The decision by the Biden administration to allow Ukraine to strike inside Russia with American-made weapons fulfills a long-held wish by officials in Kyiv that they claimed was essential to level the playing field.
The shift in policy followed declarations from nearly a dozen European governments and Canada that their weapons could be used to fire into Russia.
Freed from those constraints, Ukraine can strike into Russia with SCALP missiles from France and, potentially soon, the identical Storm Shadow missiles supplied by Britain. Although the British foreign minister, David Cameron, said on May 3 that Ukraine should be able to attack Russia with Western weapons, London has not yet given its full permission, President Volodymyr Zelensky of Ukraine told The Guardian in an interview published on Friday.
The SCALP and Storm Shadow missiles have a range of about 150 miles and are fired from Ukraine’s aging fleet of Soviet-designed fighter jets.
Several countries — Britain, Germany, Norway and the United States — have given Ukraine ground-based launchers that can fire longer-range missiles. Those systems are known as HIMARS and MLRS launchers, and they can also shoot the American-made Army Tactical Missile Systems, or ATACMS, which have a range of up to 190 miles.
However, in disclosing the new policy, U.S. officials said their policy would not permit the use of ATACMS or long-range missiles that can strike deep into Russia. Germany also has so far refused to donate its Taurus missile, with a range of 310 miles, in part out of concern that it would be fired deep into Russia and escalate the war. It is now even less likely to do so, Rafael Loss, a weapons expert at the European Council on Foreign Relations, said in an interview on Thursday.
Additionally, Britain, Canada and the United States have supplied Ukraine with medium-range missiles or ground-based small diameter bombs that can reach into Russia from 50 to 90 miles away.
But the new authorizations may have their greatest impact in the war for air superiority — especially if the allies allow their donated jets and drones to attack within Russia’s air space.
On Friday, the Dutch foreign minister said Ukraine could use the 24 F-16 fighter jets that the Netherlands has pledged to fly into Russian territory on war missions.
“If you have the right to self-defense, there are no borders for the use of weapons,” the minister, Hanke Bruins Slot, said ahead of a meeting of NATO’s top diplomats in Prague. “This is a general principle.”
It is not clear if Denmark would allow the 19 F-16s that it is sending Ukraine to fly into Russian air space, where they could be shot down. At least four other countries — Poland, Slovakia, Slovenia and North Macedonia — have provided Soviet-era fighter jets. Britain and Turkey have sent long-range attack drones that also could directly fly into Russia.
At the least, Mr.
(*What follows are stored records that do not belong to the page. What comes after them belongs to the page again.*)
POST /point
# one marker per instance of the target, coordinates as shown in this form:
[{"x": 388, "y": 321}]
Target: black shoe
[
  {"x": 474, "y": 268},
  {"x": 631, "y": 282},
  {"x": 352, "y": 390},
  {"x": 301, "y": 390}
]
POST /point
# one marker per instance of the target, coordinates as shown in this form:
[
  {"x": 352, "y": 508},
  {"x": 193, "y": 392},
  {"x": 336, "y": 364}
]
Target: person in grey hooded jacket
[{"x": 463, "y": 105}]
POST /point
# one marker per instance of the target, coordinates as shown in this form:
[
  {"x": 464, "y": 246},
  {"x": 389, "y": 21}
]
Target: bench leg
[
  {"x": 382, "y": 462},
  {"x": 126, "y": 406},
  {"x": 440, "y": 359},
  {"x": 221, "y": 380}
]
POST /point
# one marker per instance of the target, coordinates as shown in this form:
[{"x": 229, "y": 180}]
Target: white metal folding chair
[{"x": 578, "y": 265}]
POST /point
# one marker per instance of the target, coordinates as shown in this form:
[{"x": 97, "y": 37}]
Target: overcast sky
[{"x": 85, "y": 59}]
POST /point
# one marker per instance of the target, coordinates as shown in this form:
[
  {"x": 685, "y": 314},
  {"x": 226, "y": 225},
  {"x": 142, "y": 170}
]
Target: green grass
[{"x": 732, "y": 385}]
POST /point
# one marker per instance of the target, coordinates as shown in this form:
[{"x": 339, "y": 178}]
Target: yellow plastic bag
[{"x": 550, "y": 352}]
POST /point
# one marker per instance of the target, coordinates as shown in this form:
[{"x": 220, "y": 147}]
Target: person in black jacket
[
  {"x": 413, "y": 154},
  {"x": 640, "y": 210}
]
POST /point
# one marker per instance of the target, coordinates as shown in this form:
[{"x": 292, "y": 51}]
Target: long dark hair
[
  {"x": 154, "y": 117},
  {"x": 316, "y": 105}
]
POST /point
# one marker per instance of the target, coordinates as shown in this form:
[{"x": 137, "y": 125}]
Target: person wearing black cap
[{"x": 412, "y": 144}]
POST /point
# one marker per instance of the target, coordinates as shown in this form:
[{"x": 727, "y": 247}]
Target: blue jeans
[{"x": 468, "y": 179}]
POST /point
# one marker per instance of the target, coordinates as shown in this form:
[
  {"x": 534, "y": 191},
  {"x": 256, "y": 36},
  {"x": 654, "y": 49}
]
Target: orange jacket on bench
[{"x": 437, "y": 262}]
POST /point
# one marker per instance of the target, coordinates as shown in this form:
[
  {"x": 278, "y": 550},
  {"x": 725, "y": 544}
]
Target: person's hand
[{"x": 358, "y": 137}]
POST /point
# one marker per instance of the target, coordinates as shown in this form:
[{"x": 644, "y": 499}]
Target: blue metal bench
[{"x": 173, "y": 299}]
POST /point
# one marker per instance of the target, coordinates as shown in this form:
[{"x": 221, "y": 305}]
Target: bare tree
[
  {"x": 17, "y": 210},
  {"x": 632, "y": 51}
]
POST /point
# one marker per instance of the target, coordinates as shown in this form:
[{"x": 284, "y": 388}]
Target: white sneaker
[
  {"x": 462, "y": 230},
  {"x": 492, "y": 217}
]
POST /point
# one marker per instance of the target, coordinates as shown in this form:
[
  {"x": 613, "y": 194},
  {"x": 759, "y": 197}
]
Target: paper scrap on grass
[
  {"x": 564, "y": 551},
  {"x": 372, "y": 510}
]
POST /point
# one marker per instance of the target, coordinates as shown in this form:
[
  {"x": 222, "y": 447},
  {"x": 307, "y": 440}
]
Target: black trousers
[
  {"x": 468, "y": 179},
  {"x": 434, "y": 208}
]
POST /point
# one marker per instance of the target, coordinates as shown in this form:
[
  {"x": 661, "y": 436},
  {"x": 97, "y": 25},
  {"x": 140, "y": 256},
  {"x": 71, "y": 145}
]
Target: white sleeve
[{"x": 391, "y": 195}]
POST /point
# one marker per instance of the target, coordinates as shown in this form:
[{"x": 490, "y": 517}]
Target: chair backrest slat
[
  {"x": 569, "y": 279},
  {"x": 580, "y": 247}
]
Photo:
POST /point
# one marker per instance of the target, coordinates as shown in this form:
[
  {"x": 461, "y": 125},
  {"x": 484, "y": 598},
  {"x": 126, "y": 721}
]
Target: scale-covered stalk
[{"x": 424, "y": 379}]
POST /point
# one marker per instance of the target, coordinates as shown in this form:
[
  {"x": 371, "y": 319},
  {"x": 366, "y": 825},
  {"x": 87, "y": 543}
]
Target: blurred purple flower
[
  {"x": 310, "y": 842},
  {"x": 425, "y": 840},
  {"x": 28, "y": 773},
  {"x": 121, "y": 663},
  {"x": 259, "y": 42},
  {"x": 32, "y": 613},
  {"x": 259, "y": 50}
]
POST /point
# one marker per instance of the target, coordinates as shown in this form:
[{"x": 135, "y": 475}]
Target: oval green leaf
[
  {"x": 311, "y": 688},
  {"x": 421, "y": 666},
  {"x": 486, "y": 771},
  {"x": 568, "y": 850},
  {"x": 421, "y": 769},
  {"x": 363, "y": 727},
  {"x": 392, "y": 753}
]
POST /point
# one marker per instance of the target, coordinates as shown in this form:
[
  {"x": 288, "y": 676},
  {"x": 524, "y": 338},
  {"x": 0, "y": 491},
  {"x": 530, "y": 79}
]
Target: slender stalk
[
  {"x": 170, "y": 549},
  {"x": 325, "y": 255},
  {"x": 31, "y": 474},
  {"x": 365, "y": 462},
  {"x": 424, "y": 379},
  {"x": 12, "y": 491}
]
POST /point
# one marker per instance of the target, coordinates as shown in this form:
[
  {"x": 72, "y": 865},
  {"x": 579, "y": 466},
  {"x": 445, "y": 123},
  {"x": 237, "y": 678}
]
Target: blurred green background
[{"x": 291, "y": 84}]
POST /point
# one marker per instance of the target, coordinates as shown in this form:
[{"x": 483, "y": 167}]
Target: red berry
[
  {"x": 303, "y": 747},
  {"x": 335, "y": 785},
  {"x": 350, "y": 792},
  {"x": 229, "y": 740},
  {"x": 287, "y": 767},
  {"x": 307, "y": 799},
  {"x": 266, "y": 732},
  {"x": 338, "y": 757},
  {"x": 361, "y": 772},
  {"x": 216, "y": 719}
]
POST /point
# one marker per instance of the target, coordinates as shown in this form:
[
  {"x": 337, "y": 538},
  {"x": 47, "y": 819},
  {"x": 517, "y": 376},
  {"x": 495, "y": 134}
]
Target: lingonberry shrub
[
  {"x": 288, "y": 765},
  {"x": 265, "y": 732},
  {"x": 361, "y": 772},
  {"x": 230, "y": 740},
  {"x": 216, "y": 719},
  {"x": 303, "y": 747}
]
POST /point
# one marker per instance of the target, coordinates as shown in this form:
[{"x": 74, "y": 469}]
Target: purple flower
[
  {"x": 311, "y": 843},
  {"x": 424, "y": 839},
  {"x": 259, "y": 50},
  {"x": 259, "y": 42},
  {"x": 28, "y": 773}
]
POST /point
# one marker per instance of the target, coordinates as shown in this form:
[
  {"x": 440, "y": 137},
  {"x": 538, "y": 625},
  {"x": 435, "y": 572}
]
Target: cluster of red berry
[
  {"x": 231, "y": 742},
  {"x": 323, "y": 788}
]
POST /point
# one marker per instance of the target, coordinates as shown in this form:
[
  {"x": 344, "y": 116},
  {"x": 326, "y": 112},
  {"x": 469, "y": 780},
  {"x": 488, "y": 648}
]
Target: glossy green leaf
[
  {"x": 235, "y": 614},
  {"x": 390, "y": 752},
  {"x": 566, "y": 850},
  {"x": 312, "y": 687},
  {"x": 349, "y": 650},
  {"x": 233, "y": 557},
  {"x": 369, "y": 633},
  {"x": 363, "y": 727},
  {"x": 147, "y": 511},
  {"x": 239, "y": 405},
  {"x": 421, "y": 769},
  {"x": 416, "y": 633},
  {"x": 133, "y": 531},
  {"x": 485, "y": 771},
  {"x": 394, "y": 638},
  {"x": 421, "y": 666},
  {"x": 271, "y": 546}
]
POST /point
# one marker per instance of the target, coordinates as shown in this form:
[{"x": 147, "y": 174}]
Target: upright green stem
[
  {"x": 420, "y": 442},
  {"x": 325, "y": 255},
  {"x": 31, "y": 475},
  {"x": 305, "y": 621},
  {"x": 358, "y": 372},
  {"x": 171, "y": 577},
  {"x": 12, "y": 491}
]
Loss, the weapons expert, said, the soon-to-arrive F-16 fleet would come equipped with long-range missiles that could target Russian jets “from behind their border,” with implications for Ukraine’s future air power.
“We’re not there yet,” he said, noting that Ukrainian pilots had yet to master the warplane with enough skill to counter Russia’s edge. “But there’s some potential for Ukraine’s future F-16 fleet to strike into Russian territory.”